Cumhuriyet’in cumartesi günkü “Ak silahlanma provokasyonu” manşeti tüyler ürperticiydi.
Haberde, 15 Temmuz darbe girişiminin ardından peş peşe yapılan sivillere yönelik silahlanma çağrılarından, Akit gazetesi yazarı Abdurrahman Dilipak’ın önerilerinden ve Ankara Büyükşehir Belediye Başkanı Melih Gökçek’in “Ak silahlanma” başlığı altındaki davetlerinden söz edilmekte, Osmanlı Ocakları 1453’ün Başkanı Emin Canpolat’ın “Erdoğan için ölür, Erdoğan için öldürürüz” ifadesine yer verilmekteydi.
Bu şiddet çağrıcıları hakkında herhangi bir işlem yapılmaması da, iktidar destekli bir kampanya karşısında olduğumuz gerçeğini gün yüzüne çıkarmaktadır.
Her şey açıkça gösteriyor ki, silahlananlar AKP ve yandaşlarıdır.

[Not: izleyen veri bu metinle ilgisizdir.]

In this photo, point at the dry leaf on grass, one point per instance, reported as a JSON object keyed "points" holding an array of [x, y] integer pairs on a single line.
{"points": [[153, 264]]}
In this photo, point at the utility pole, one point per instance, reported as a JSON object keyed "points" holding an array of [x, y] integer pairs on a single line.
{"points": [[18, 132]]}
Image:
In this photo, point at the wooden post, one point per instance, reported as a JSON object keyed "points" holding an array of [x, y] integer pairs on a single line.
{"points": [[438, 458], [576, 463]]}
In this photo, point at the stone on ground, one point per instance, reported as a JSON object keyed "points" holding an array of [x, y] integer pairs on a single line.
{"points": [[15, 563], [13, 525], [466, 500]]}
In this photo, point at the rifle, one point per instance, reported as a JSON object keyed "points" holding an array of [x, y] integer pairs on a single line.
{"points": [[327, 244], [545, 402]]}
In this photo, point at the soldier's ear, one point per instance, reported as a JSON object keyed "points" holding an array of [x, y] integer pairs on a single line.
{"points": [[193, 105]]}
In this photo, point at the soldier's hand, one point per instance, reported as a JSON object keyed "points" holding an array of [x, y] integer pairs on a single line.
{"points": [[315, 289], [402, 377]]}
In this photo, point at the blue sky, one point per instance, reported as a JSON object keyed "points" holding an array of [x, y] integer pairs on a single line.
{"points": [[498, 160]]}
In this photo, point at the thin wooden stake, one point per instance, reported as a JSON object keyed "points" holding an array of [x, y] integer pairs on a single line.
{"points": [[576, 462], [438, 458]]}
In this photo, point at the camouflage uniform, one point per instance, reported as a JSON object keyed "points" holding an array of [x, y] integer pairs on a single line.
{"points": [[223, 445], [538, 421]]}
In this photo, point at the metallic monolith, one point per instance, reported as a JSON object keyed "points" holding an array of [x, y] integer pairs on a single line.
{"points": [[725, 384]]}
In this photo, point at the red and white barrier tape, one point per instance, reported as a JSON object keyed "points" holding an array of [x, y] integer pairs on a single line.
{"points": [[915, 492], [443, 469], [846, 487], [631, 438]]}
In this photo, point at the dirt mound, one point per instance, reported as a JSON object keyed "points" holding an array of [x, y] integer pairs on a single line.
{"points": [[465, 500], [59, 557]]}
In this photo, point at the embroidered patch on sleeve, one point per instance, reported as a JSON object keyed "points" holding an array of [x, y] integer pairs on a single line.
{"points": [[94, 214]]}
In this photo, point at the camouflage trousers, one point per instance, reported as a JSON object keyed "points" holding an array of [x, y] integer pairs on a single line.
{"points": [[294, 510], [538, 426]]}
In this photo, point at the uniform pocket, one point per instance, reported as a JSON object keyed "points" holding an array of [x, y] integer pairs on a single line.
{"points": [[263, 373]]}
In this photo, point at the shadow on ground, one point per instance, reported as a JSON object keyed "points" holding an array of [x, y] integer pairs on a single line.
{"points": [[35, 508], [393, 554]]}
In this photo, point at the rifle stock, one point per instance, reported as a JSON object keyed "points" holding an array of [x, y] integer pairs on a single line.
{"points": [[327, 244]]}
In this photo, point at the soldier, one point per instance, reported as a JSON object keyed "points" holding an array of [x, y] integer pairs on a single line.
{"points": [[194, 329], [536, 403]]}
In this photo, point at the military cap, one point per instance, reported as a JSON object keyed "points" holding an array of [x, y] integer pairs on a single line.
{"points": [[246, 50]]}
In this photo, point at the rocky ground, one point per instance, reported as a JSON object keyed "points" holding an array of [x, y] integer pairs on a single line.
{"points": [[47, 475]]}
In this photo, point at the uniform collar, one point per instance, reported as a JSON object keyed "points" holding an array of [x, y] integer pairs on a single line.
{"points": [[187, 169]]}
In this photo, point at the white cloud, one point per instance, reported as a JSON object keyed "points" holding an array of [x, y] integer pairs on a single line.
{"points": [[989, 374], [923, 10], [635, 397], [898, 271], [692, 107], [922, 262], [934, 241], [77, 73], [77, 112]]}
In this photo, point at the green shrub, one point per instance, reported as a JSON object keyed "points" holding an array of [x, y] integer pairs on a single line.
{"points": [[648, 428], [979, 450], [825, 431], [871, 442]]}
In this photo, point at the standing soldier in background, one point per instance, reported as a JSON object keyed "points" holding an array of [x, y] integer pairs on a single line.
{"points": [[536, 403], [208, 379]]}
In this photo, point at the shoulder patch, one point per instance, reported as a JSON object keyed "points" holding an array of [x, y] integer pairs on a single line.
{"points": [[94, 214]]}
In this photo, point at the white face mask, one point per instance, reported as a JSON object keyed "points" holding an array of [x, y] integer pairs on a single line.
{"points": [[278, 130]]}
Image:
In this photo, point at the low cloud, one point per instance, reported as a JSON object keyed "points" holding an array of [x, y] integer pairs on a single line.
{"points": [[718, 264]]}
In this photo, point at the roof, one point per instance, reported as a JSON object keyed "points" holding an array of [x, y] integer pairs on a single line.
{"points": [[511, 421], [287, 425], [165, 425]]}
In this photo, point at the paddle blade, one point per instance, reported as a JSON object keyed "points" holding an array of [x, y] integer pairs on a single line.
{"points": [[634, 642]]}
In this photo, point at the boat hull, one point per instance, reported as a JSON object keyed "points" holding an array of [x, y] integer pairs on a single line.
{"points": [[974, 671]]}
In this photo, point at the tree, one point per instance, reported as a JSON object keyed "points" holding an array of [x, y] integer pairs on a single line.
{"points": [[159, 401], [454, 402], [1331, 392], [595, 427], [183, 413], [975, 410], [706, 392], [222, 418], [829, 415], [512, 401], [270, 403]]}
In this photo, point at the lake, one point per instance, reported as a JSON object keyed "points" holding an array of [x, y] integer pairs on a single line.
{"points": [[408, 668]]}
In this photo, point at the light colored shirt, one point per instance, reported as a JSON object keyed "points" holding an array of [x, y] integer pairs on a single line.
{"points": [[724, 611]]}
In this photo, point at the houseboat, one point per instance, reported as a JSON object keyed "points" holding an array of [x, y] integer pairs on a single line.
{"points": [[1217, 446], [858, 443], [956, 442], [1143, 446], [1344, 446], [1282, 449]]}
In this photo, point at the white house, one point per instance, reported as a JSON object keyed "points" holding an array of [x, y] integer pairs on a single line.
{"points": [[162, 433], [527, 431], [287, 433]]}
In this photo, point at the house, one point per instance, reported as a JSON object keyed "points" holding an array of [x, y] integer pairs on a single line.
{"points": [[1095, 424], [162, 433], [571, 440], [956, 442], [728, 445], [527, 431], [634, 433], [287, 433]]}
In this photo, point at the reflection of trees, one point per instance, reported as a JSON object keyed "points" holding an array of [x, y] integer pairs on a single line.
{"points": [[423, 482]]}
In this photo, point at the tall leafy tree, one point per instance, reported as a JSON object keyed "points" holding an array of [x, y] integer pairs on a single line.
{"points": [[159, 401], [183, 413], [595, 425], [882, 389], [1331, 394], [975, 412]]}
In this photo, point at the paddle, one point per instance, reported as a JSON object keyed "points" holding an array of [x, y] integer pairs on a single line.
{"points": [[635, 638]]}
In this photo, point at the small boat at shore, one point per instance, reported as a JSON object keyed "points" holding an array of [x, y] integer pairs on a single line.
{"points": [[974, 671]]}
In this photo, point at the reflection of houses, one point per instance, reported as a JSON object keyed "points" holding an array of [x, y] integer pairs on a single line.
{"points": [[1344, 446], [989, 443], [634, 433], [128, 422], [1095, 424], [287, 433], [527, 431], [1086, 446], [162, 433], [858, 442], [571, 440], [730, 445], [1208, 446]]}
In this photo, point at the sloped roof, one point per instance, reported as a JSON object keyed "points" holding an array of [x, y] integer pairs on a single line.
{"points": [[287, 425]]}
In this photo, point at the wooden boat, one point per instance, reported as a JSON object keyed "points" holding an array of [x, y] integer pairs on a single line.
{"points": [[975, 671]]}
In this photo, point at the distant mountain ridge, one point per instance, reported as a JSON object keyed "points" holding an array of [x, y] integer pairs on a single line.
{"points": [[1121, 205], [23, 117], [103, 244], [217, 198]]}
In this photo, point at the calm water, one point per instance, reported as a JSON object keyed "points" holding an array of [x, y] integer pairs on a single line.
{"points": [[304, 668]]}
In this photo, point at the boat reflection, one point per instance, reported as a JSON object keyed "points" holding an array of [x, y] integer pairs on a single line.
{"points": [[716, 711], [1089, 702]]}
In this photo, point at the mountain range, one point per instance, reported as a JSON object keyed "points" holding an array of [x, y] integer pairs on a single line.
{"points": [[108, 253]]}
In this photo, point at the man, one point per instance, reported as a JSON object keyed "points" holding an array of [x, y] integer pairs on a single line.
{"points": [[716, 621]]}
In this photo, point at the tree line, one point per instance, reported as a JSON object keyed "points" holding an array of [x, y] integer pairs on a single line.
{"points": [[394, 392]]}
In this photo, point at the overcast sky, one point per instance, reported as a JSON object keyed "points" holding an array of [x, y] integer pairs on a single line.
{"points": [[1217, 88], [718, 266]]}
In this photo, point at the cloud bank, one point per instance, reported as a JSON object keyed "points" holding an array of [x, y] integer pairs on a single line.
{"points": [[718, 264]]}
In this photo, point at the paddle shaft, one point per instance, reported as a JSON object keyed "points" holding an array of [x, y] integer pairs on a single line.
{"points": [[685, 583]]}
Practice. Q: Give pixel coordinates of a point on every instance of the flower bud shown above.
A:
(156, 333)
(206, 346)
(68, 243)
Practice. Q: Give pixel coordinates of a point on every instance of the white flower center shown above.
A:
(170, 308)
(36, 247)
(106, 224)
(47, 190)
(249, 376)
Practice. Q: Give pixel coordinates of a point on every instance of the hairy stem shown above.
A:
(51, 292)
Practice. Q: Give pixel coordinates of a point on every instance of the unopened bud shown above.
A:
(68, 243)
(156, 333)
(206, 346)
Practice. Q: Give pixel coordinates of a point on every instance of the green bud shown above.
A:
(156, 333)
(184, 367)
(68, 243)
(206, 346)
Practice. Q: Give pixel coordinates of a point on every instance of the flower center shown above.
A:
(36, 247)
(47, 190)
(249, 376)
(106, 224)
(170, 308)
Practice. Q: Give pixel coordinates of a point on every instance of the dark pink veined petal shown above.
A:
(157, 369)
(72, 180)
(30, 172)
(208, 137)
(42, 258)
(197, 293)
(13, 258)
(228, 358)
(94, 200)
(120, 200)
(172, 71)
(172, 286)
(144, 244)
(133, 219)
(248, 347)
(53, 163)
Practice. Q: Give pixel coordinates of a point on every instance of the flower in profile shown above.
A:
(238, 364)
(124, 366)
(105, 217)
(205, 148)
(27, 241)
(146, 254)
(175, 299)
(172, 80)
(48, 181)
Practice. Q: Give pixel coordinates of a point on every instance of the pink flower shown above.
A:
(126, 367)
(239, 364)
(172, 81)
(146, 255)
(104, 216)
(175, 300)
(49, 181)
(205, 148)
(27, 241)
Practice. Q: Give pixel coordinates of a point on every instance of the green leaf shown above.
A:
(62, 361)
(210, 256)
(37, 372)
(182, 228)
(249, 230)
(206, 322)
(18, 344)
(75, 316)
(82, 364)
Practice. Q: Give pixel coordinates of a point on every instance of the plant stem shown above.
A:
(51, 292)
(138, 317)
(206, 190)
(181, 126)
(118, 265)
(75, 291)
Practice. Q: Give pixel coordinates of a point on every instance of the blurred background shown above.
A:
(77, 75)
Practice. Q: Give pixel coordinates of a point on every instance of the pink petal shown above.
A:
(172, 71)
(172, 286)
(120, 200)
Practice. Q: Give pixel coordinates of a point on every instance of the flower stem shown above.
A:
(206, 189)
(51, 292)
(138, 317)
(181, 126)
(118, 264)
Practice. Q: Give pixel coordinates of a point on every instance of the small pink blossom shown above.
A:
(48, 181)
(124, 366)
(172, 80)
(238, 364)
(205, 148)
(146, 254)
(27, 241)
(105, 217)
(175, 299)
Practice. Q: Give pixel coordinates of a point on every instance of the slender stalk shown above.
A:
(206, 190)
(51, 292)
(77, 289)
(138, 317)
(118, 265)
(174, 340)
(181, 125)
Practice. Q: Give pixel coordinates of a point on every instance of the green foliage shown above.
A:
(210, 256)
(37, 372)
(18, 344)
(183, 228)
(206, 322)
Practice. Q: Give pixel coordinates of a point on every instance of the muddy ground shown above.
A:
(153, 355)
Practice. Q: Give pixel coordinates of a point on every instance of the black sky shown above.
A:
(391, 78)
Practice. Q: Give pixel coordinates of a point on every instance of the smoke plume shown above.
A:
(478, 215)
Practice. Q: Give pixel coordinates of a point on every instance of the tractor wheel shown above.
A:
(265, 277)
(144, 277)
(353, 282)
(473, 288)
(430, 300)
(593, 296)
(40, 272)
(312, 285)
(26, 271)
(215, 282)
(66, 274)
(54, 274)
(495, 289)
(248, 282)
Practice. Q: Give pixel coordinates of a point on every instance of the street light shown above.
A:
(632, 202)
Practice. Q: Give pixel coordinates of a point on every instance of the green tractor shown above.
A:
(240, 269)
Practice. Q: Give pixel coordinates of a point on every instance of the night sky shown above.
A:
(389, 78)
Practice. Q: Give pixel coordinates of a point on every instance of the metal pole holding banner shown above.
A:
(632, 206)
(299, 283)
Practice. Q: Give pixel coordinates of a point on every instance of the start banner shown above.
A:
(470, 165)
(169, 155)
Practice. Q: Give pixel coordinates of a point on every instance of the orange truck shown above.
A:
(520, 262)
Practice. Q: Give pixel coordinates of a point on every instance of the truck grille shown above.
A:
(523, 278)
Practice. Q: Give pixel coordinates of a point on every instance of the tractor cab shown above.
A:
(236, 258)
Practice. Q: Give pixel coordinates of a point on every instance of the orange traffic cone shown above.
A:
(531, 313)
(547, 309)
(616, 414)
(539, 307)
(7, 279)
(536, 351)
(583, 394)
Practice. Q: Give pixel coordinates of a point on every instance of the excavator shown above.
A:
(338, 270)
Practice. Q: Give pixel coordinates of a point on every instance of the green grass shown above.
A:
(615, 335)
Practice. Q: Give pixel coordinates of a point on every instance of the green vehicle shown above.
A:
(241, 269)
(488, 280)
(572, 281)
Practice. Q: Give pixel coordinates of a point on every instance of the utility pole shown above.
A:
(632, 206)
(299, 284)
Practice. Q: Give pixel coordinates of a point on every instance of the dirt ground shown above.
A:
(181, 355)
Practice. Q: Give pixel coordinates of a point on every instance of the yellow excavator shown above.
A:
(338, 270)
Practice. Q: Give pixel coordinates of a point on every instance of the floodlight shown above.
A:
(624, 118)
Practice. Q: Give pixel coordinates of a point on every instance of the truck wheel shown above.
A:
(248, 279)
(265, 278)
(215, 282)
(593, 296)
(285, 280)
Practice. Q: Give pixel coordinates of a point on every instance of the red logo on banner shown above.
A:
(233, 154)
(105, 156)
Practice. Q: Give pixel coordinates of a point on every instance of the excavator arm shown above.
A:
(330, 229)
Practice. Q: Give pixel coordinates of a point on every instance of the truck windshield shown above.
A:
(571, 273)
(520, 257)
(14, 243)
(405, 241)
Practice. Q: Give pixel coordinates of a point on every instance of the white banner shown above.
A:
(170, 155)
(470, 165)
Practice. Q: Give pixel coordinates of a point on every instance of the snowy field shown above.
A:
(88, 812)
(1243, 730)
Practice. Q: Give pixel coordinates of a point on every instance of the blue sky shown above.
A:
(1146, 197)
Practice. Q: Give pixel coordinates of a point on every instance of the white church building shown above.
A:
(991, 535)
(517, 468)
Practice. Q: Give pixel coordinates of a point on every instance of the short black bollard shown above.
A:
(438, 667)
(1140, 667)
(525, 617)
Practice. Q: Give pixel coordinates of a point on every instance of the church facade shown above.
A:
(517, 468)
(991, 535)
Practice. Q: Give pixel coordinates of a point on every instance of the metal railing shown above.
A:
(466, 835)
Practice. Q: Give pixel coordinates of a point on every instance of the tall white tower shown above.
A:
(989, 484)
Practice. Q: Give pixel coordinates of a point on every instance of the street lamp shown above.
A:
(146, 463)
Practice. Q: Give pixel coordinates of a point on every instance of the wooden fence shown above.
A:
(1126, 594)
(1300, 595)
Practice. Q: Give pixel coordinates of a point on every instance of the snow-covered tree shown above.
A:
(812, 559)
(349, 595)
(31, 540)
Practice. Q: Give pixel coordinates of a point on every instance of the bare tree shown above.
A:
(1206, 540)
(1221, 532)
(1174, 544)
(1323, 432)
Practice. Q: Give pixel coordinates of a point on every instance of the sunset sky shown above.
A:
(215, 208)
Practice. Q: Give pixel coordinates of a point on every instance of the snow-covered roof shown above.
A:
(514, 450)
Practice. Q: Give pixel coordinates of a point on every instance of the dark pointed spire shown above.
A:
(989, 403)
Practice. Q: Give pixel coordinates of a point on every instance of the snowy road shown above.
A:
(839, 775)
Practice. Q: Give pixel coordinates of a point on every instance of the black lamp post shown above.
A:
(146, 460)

Silahlanma kampanyasının, neden AKP ve yandaşlarının silahlandırılması anlamına geldiğini, uzun uzadıya anlatmaya yeltenmek, bu gerçeğin zaten farkında olan siz okurların zekâsına saygısızlık olacağından böyle bir işe kalkışmıyorum.
***
15 Temmuz darbe girişiminin hemen sonrasında, aleniyete dökülmeden önce de kamuoyunun uyanık kesimi tarafından, boyutları tam olarak kestirilemese de bilinen“Ak silahlanma”nın, bize Başkanlık sistemi diye yutturulmaya çalışılan rejimin aslında ne olduğunu net biçimde ortaya koyduğu açıktır.
Aralarındaki farklılıklara karşın, kaba çizgileriyle faşizm olarak adlandırılan bütün rejimler, tarihin her döneminde, kendi silahlı milis rejimlerini kurmuşlardır.
Böyle olmasında da şaşılacak bir yön yoktur. Bu rejimlerde iktidar değişimi oy ile değil silahla olacağından tedbir olarak da kamuoyunu demokratik yöntemlerle ikna metotlarının da kıymeti harbiyesi kalmamakta, silahlı önlemler önem kazanmaktadır.
Ama, milis güçleri tarihin hiçbir döneminde, faşizan yönetimlerin kaçınılmaz sonlarını önleyememiştir. Akıbetin tecellisinde, kimi zaman iç, kimi zaman da dış etkenler amil olmuştur.